You can also run cloudflared on EC2 with systemd if Fargate is not your thing. The official cloudflared AWS deployment guide covers both deployment paths. The principle is the same: pin a version, mount the token from a secret store, run multiple replicas.

Step 3: Register the private CIDR routes

This is the bit most guides gloss over. In Zero Trust → Networks → Routes, add a route for each CIDR you want WARP users to reach. We added:

  • 10.10.0.0/16 (prod VPC)
  • 10.20.0.0/16 (staging VPC)
  • 10.30.0.0/16 (dev VPC)
  • 10.40.0.0/16 (data VPC)

All pointed at the same tunnel (aws-prod-hub). Cloudflare now knows: traffic from a WARP user destined for any of those CIDRs should go down this tunnel.

Step 4: Make sure Transit Gateway can route the traffic

This is the AWS side of the same picture. The hub VPC needs:

  • A TGW attachment in each of the three AZ subnets where cloudflared runs.
  • A route in the hub VPC route table sending 10.0.0.0/8 to the TGW.
  • TGW route table entries that propagate each spoke VPC’s CIDR.
  • Each spoke VPC needs a return route for the hub VPC CIDR (the cloudflared source IPs) back to the TGW.

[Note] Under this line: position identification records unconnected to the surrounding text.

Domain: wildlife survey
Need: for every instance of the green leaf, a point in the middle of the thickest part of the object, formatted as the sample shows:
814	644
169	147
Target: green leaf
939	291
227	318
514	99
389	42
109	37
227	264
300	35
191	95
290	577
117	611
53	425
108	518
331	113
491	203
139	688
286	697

If you skip the return route the WARP user’s TCP SYN reaches the database, but the SYN-ACK has nowhere to go. We watched a 90-minute debugging session end in this exact missing route.

Step 5: Configure split tunnel on WARP

WARP defaults to Exclude mode with all RFC1918 ranges excluded, meaning private IPs go to the user’s local network, not through WARP. That is the opposite of what we want. In Zero Trust → Settings → WARP Client → Device Settings → Split Tunnels, we removed our four AWS CIDRs from the exclude list so WARP would handle them.

If your office network also uses 10.0.0.0/8 you have a conflict; pick a more specific CIDR (like just 10.10.0.0/16 for prod) instead of removing the whole range.

Step 6: Deploy WARP to user devices

For a small team we just have people install the Cloudflare One client and run warp-cli registration team <team-name>. For our larger fleet we ship it via Jamf (macOS) and Intune (Windows) using the protocol handler enrollment flow, so users get auto-registered against Okta on first login.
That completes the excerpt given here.